The WSJ had a piece yesterday on how financial advisers screw you. It’s a 7 point summary of typical sales tactics like the presumptive close. One of them was new to me, though:

Similarly, salespeople may take advantage of your desire to appear consistent. Early on, you might mention a concern about market declines. Later, when you get squeamish about buying, the salesperson might counter by saying, “I thought you said you were concerned about market declines.”

I remember as a baby lawyer getting hit with this one. In a negotiation, I would sometimes say X (not knowing what I was doing) and then, when I changed my position to Y (after realizing my earlier mistake), the other side would make a big deal about it. “But you said X? How is at that you said X before and now you’re saying Y?” I felt like an idiot changing my mind, which was the other side’s goal.
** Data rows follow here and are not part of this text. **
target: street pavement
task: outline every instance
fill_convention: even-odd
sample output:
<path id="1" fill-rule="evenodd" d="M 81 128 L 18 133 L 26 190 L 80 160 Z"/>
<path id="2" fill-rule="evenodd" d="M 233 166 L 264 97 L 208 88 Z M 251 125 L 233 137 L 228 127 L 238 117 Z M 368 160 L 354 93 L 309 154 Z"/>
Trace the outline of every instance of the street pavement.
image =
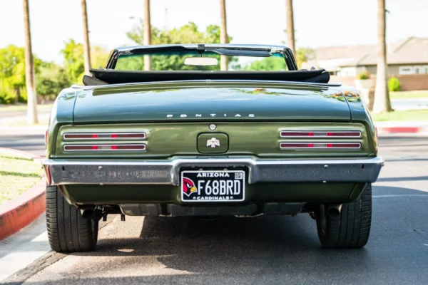
<path id="1" fill-rule="evenodd" d="M 34 138 L 19 148 L 42 144 Z M 322 249 L 307 214 L 213 220 L 126 217 L 125 222 L 112 215 L 102 225 L 96 252 L 48 254 L 4 282 L 427 284 L 428 138 L 381 138 L 380 155 L 386 164 L 374 185 L 373 222 L 363 249 Z M 41 256 L 48 242 L 37 229 L 34 239 L 27 239 Z M 29 251 L 22 242 L 10 249 L 16 256 Z M 13 260 L 0 251 L 0 264 L 8 256 Z"/>

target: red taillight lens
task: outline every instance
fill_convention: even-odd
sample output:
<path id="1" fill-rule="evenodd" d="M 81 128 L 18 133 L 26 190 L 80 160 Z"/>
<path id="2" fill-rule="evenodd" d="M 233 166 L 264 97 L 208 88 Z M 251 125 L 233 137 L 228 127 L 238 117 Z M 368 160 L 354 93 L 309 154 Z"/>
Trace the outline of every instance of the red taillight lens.
<path id="1" fill-rule="evenodd" d="M 146 145 L 66 145 L 64 151 L 88 150 L 145 150 Z"/>
<path id="2" fill-rule="evenodd" d="M 379 147 L 379 135 L 377 133 L 377 128 L 376 128 L 376 126 L 374 126 L 374 139 L 376 140 L 375 150 L 376 150 L 376 152 L 377 152 L 378 147 Z"/>
<path id="3" fill-rule="evenodd" d="M 300 131 L 300 130 L 282 130 L 281 138 L 360 138 L 360 131 Z"/>
<path id="4" fill-rule="evenodd" d="M 64 140 L 143 140 L 146 133 L 65 133 Z"/>
<path id="5" fill-rule="evenodd" d="M 360 142 L 280 142 L 281 149 L 342 148 L 360 149 Z"/>
<path id="6" fill-rule="evenodd" d="M 46 182 L 49 185 L 52 184 L 52 177 L 51 176 L 51 165 L 46 165 Z"/>

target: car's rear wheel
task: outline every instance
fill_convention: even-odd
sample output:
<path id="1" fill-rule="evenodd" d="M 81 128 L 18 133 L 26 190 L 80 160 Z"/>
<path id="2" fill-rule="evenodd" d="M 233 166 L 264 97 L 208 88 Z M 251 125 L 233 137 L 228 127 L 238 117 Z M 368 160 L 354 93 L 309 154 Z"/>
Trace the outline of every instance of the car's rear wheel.
<path id="1" fill-rule="evenodd" d="M 326 205 L 316 212 L 320 242 L 327 248 L 359 248 L 369 240 L 372 224 L 372 185 L 367 184 L 360 198 L 342 204 L 336 217 L 327 214 Z"/>
<path id="2" fill-rule="evenodd" d="M 56 252 L 90 252 L 98 239 L 98 220 L 85 219 L 65 200 L 57 186 L 46 187 L 46 224 L 49 244 Z"/>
Usually I stuck to Y, but it wasn’t comfortable.

The solution to this little problem, of course, is that it doesn’t mean anything if you change your mind. Change it at will. After more experience, I would just say, “Yeah. I changed my mind.” If the other side made a stink, I just ignored it—sort of like letting a baby cry itself out. “Are you done yet?” This can actually have a positive effect on the negotiation because it makes you appear irrational. Sometimes that benefits you. Or, if I didn’t want to appear irrational, or I didn’t feel like being an asshole that day, I would just make up some lie. “Yeah, I said X, but my boss said we should do Y. I’m sorry. My hands are tied.”

Incidentally, this tactic—“my boss won’t let me do it”—is probably the most typical negotiating tactic I’ve seen, even at the exec level. And friends who are experience negotiators agree. I knew a very experienced manager who used to work at MITI in Japan, then worked at a big US company. He was a very clever guy. He said that, no matter how high you go, everyone uses that tactic. At Microsoft, it was “Bill will kick my ass if I give this concession” or “Allchin will kick my ass if I do such-and-such.” The “boss” figure can be anyone, though—wife, husband, boss, child, business partner, political constituent. Doesn’t matter. You just say you are constrained by some outside force (nowadays, you can say some bullshit like “Sarbanes-Oxley won’t let me do it” or whatever regulation ties up your business). Often, probably usually, it’s a lie. But that’s the game.

Another benefit of using this tactic, even if it is a lie, is that it relaxes you. You feel constrained and this lowers your stress level, because you are not able to really make a decision. You’re “just following orders.” The countermove, of course, is “Well, you need to bring someone to the table who can make decisions.” But the counter to that is, “My boss’ time is valuable. I’m his or her delegate, so you talk to me.” I actually never had to play that card. Most business people are used to being drones in a large hive, so they understand that you are one, too.

In any event, while in the intellectual world it’s bad to be inconsistent, in the Alice in Wonderland world of sales and negotiation it doesn’t mean dick. Generally, you don’t need to worry about contradicting yourself when negotiating. Just get the best deal and run like hell. If you are a pain in the ass to negotiate with, that’s good. It means people won’t want to screw with you next time around. And even better, the second time around you can make minor concessions and the other side thinks you are super nice, because they’re “anchored” by the previous negotiation, relative to which you’re now a really cooperative person. Perverse, but true.